2. Messages in Delivery & Rollbacks

When messages are "in delivery" they are in an in-between state where they are not technically on the queue but they are also not yet acknowledged. The broker is at the consumer’s mercy to either acknowledge such messages or not. In the context of a ring queue, messages which are in-delivery cannot be removed from the queue.

This presents a few dilemmas.

Due to the nature of messages in delivery a client can actually send more messages to a ring queue than it would otherwise permit. This can make it appear that the ring-size is not being enforced properly. Consider this simple scenario:

  • Queue foo with ring-size="3"

  • 1 Consumer on queue foo

  • Message A sent to foo & dispatched to consumer

  • messageCount=1, deliveringCount=1

  • Message B sent to foo & dispatched to consumer

  • messageCount=2, deliveringCount=2

  • Message C sent to foo & dispatched to consumer

  • messageCount=3, deliveringCount=3

  • Message D sent to foo & dispatched to consumer

  • messageCount=4, deliveringCount=4

The messageCount for foo is now 4, one greater than the ring-size of 3! However, the broker has no choice but to allow this because it cannot remove messages from the queue which are in delivery.

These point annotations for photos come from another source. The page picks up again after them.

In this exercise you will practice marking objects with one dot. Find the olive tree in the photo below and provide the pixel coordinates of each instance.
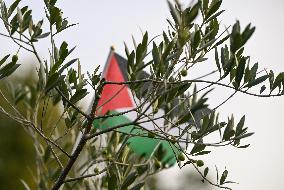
(74, 152)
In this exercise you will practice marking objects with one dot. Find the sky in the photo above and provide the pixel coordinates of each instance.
(111, 22)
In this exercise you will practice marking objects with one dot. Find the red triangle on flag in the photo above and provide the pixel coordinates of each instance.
(114, 96)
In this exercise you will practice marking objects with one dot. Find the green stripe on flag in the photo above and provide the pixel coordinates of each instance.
(142, 146)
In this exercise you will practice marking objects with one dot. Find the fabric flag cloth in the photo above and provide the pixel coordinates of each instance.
(116, 98)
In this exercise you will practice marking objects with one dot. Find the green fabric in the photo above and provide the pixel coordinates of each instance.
(143, 146)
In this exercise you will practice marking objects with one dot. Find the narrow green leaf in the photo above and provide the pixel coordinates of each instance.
(217, 60)
(138, 186)
(223, 177)
(240, 71)
(13, 7)
(192, 14)
(206, 170)
(214, 6)
(52, 81)
(256, 81)
(4, 59)
(197, 148)
(44, 35)
(129, 180)
(79, 94)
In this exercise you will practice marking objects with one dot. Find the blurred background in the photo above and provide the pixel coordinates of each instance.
(111, 22)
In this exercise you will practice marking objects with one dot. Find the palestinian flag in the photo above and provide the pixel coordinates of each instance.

Now consider that the consumer is closed without actually acknowledging any of these 4 messages. These 4 in-delivery, unacknowledged messages will be cancelled back to the broker and added to the head of the queue in the reverse order from which they were consumed. This, of course, will put the queue over its configured ring-size. Therefore, since a ring queue prefers messages at the tail of the queue over messages at the head it will keep B, C, & D and delete A (since A was the last message added to the head of the queue).

Transaction or core session rollbacks are treated the same way.

If you wish to avoid these kinds of situations and you’re using the core client directly or the core JMS client you can minimize messages in delivery by reducing the size of consumerWindowSize (1024 * 1024 bytes by default).

3. Scheduled Messages

When a scheduled message is sent to a queue it isn’t immediately added to the tail of the queue like normal messages. It is held in an intermediate buffer and scheduled for delivery onto the head of the queue according to the details of the message. However, scheduled messages are nevertheless reflected in the message count of the queue. As with messages which are in delivery this can make it appear that the ring queue’s size is not being enforced. Consider this simple scenario:

  • Queue foo with ring-size="3"

  • At 12:00 message A sent to foo scheduled for 12:05

  • messageCount=1, scheduledCount=1

  • At 12:01 message B sent to foo

  • messageCount=2, scheduledCount=1

  • At 12:02 message C sent to foo

  • messageCount=3, scheduledCount=1

  • At 12:03 message D sent to foo

  • messageCount=4, scheduledCount=1

The messageCount for foo is now 4, one greater than the ring-size of 3! However, the scheduled message is not technically on the queue yet (i.e. it is on the broker and scheduled to be put on the queue). When the scheduled delivery time for 12:05 comes the message will put on the head of the queue, but since the ring queue’s size has already been reach the scheduled message A will be removed.

4. Paging

Similar to scheduled messages and messages in delivery, paged messages don’t count against a ring queue’s size because messages are actually paged at the address level, not the queue level. A paged message is not technically on a queue although it is reflected in a queue’s messageCount.

It is recommended that paging is not used for addresses with ring queues. In other words, ensure that the entire address will be able to fit into memory or use the DROP, BLOCK or FAIL address-full-policy.